Section 1903(m) of the Social Security Act (42 U.S.C. 1396b(m)) is amended by adding at the end the following new paragraph:

“(7)(A) With respect to expenditures described in subparagraph (B) that are incurred by a State for any fiscal year after fiscal year 2020 (and before fiscal year 2025), in determining the pro rata share to which the United States is equitably entitled under subsection (d)(3), the Secretary shall substitute the Federal medical assistance percentage that applies for such fiscal year to the State under section 1905(b) (without regard to any adjustments to such percentage applicable under such section or any other provision of law) for the percentage that applies to such expenditures under section 1905(y).

“(B) Expenditures described in this subparagraph, with respect to a fiscal year to which subparagraph (A) applies, are expenditures incurred by a State for payment for medical assistance provided to individuals described in subclause (VIII) of section 1902(a)(10)(A)(i) by a managed care entity, or other specified entity (as defined in subparagraph (D)(iii)), that are treated as remittances because the State—

“(i) has satisfied the requirement of section 438.8 of title 42, Code of Federal Regulations (or any successor regulation), by electing—

“(I) in the case of a State described in subparagraph (C), to apply a minimum medical loss ratio (as defined in subparagraph (D)(ii)) that is equal to or greater than 85 percent; or

“(II) in the case of a State not described in subparagraph (C), to apply a minimum medical loss ratio that is equal to 85 percent; and

“(ii) recovered all or a portion of the expenditures as a result of the entity’s failure to meet such ratio.

“(C) For purposes of subparagraph (B), a State described in this subparagraph is a State that as of May 31, 2018, applied a minimum medical loss ratio (as calculated under subsection (d) of section 438.8 of title 42, Code of Federal Regulations (as in effect on June 1, 2018)) for payment for services provided by entities described in such subparagraph under the State plan under this title (or a waiver of the plan) that is equal to or greater than 85 percent.

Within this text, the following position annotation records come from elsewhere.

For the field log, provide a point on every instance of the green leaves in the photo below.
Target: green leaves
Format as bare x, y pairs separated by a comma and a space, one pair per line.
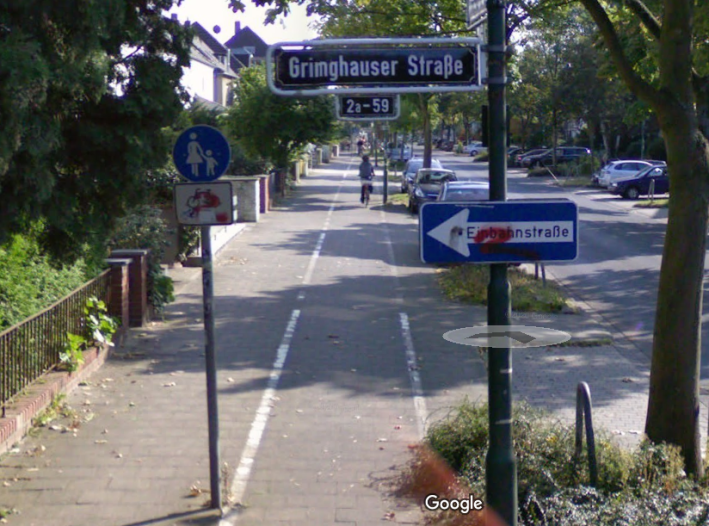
274, 127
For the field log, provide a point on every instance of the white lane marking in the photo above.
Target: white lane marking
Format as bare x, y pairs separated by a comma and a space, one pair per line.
411, 359
414, 376
258, 426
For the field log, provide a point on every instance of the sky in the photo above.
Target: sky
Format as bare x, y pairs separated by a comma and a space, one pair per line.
211, 13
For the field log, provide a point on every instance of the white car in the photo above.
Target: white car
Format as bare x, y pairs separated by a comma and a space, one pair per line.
618, 170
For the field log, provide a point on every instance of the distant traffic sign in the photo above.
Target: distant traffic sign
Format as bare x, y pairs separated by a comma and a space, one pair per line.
370, 108
476, 12
355, 66
499, 231
201, 153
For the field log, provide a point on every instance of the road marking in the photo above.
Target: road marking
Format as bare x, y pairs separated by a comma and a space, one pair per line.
414, 376
410, 351
258, 426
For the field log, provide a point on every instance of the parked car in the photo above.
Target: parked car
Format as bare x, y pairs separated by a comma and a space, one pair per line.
413, 166
639, 184
474, 152
618, 170
464, 191
427, 185
564, 154
519, 159
395, 153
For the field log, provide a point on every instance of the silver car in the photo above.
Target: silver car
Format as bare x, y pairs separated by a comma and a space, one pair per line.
413, 166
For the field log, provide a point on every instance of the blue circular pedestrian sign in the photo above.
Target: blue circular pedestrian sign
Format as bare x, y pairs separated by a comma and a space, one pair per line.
201, 153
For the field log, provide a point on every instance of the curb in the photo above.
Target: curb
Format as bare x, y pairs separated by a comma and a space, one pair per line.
39, 395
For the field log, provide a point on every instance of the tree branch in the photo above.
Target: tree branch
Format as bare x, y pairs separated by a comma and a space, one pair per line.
635, 83
651, 23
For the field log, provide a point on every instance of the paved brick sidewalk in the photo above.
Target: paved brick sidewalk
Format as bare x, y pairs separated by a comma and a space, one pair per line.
133, 451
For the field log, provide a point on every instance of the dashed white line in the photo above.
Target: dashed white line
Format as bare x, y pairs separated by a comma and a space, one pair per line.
258, 426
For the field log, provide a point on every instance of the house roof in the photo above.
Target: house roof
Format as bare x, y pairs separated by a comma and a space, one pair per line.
247, 40
207, 50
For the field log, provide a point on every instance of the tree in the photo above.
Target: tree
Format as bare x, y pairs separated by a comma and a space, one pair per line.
678, 93
85, 89
274, 127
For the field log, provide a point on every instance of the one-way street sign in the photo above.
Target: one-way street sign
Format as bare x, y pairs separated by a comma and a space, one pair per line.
499, 232
357, 66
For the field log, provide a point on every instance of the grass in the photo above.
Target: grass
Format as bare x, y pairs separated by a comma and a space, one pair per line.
656, 203
468, 283
643, 487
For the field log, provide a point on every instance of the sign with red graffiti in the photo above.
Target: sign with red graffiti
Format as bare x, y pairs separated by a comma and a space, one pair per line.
499, 232
204, 204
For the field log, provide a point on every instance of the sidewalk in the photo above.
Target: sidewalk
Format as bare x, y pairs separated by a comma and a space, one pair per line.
133, 449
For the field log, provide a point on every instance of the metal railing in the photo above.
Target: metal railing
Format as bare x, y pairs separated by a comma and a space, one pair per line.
583, 416
32, 347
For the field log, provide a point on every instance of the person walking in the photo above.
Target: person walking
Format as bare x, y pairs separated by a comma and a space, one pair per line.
366, 174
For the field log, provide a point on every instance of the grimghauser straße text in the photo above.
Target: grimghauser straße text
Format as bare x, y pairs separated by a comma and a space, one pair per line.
373, 67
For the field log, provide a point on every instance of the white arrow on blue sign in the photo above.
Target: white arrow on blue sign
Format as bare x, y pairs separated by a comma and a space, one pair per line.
201, 154
499, 231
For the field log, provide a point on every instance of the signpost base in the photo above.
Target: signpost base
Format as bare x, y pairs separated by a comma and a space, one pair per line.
211, 368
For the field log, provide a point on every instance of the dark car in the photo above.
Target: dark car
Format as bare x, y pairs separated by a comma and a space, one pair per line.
464, 191
519, 157
639, 184
427, 185
564, 154
413, 166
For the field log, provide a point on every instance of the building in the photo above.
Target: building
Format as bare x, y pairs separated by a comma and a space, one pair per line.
212, 70
247, 46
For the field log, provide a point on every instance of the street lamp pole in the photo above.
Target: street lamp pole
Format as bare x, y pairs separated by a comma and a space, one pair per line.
501, 469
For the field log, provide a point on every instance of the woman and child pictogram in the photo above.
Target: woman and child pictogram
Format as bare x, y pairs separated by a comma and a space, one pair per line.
196, 156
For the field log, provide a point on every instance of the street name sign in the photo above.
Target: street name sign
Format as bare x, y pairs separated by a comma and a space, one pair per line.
201, 153
499, 231
363, 66
368, 108
204, 204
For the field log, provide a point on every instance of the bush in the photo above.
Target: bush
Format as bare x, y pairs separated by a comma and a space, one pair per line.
143, 228
31, 281
645, 487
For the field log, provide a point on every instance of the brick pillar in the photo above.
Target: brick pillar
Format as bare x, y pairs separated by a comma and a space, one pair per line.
118, 305
138, 276
264, 198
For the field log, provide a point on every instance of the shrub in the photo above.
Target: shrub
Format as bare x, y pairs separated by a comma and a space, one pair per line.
143, 228
30, 280
645, 487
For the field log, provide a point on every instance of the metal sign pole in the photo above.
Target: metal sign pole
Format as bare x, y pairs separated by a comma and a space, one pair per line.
501, 470
211, 367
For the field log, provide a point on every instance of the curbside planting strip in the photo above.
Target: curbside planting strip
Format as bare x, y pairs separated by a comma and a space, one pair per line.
34, 399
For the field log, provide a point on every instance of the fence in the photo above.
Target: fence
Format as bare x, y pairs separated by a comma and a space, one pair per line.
32, 347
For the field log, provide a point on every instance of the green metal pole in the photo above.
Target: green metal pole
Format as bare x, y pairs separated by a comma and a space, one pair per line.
501, 469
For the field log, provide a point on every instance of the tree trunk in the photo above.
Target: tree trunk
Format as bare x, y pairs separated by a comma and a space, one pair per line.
673, 407
423, 104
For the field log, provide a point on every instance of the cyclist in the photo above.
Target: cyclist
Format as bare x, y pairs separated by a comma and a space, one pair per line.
366, 174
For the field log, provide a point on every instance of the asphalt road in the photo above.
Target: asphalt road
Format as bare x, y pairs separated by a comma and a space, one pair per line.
620, 252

“(D) For purposes of this paragraph:

“(i) The term ‘managed care entity’ means a medicaid managed care organization described in section 1932(a)(1)(B)(i).

“(ii) The term ‘minimum medical loss ratio’ means, with respect to a State, a minimum medical loss ratio (as calculated under subsection (d) of section 438.8 of title 42, Code of Federal Regulations (as in effect on June 1, 2018)) for payment for services provided by entities described in subparagraph (B) under the State plan under this title (or a waiver of the plan).

“(iii) The term ‘other specified entity’ means—

“(I) a prepaid inpatient health plan, as defined in section 438.2 of title 42, Code of Federal Regulations (or any successor regulation); and

“(II) a prepaid ambulatory health plan, as defined in such section (or any successor regulation).”.

SEC. 402. Extending period of application of Medicare secondary payer rules for individuals with end stage renal disease.

Section 1862(b)(1)(C) of the Social Security Act (42 U.S.C. 1395y(b)(1)(C)) is amended—

(1) in the last sentence, by inserting “and before January 1, 2020” after “date of enactment of the Balanced Budget Act of 1997”; and

(2) by adding at the end the following new sentence: “Effective for items and services furnished on or after January 1, 2020 (with respect to periods beginning on or after July 1, 2018), clauses (i) and (ii) shall be applied by substituting ‘33-month’ for ‘12-month’ each place it appears.”.

SEC. 403. Requiring reporting by group health plans of prescription drug coverage information for purposes of identifying primary payer situations under the Medicare program.

Clause (i) of section 1862(b)(7)(A) of the Social Security Act (42 U.S.C. 1395y(b)(7)(A)) is amended to read as follows:

“(i) secure from the plan sponsor and plan participants such information as the Secretary shall specify for the purpose of identifying situations where the group health plan is or has been—

“(I) a primary plan to the program under this title; or

“(II) for calendar quarters beginning on or after January 1, 2020, a primary payer with respect to benefits relating to prescription drug coverage under part D; and”.